Is Dwight Howard Too Immature to Learn from LeBron James' Image Rehabilitation?
Dwight Howard has been on the precipice of making his own "Decision" for some time now. In fact, he already made one decision, then wasn't so sure and finally changed his mind only to eventually find himself right back at square one.
By this point, the Orlando Magic are itching to trade Howard regardless of what he wants to do.
As they should be.
For all his size, athleticism and ability to dominate the painted area, Howard is a headache of Disney-theme park proportions. At least LeBron James had the "decency" to break Cleveland's heart in the summer rather than derailing an entire season.
And at least James was too half-witted to understand just how obnoxious that hour-long sideshow would be.
At the end of the day, there's never been a LeBron James to hate. There's just the concentrated bi-product of handlers, corporate interests and the win-at-all-costs cult of nihilism that increasingly defines our young stars–a conglomerate of forces that began defining James in high school.

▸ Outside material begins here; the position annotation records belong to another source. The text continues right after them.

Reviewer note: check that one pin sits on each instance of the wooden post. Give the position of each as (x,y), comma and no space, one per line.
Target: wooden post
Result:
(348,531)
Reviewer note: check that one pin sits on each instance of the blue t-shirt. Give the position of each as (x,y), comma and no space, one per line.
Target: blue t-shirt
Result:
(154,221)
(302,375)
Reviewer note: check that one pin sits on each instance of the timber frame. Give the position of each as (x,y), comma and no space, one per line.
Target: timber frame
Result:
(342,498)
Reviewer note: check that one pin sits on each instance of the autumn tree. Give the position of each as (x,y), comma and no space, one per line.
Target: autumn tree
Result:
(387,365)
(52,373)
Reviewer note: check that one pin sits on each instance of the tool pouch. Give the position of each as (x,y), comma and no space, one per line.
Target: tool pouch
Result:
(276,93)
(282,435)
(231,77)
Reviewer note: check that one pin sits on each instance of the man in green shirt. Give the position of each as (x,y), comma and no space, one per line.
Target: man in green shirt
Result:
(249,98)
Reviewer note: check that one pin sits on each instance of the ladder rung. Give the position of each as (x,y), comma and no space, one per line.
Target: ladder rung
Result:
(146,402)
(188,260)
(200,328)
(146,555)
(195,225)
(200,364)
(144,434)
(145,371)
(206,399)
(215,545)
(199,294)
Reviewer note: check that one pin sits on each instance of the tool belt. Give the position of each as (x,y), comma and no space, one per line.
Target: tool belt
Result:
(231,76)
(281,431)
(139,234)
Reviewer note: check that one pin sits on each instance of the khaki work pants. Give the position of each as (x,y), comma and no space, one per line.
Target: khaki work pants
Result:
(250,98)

Can anyone really blame James for turning out this way?
He didn't know any better, and now the same PR wonks that ruined him have slowly made him a more innocuous celebrity, a guy you can at least respect no matter how unlikeable he remains.
What's more, the "Decision" was infinitely shameless, but it was also honest.

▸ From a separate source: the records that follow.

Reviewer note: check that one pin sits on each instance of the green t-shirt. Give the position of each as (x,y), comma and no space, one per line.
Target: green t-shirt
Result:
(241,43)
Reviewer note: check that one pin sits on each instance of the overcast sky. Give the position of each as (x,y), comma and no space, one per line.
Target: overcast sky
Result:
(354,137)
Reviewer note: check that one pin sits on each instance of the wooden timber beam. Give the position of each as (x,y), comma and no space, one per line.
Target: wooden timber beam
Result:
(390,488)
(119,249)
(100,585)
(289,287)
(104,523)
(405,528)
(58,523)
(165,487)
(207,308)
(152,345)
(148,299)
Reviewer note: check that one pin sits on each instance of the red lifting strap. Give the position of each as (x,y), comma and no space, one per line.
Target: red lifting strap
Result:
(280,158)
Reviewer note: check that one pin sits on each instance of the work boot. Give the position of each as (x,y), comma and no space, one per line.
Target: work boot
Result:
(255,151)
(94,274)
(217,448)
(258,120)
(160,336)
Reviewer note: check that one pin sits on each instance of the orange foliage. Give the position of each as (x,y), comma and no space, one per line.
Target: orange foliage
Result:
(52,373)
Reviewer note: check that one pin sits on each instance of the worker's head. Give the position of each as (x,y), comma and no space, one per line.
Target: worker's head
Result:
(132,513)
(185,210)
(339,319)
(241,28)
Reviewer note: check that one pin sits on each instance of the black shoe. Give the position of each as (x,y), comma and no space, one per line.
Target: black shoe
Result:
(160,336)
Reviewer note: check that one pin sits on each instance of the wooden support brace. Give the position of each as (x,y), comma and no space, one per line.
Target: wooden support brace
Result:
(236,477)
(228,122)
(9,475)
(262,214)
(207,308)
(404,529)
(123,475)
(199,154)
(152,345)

There was no way to white wash just how transparently heartless it was.
Howard, on the other hand, would like to have it both ways. He's done the majority of his work behind closed doors, quietly undermining his coach only to feign innocence in an entirely predictable and disingenuous attempt to salvage his nice guy image.
Chances are Dwight is indeed a "nice guy" to your face, and only when it doesn't require an ounce of sacrifice.
But, there's absolutely nothing nice about what he put his teammates and the city of Orlando through this season. As if the lockout weren't bad enough, Magic fans probably now wish it had never ended.
Slowly but surely, LeBron James is learning to shut up and play basketball. His detractors will detract, and his apologists will make excuses. He'll accept the consequences either way.
Dwight is on a different, more dangerous path. He thinks he can actually fool his fans into believing he's someone he's not. He's yet to grapple with the fact he's made Orlando the next Cleveland and yet to admit his interest in conspiring to form the league's next "super team."
James may one day win us back with some truth and sobered compunction. Dwight will remain nothing but a fake.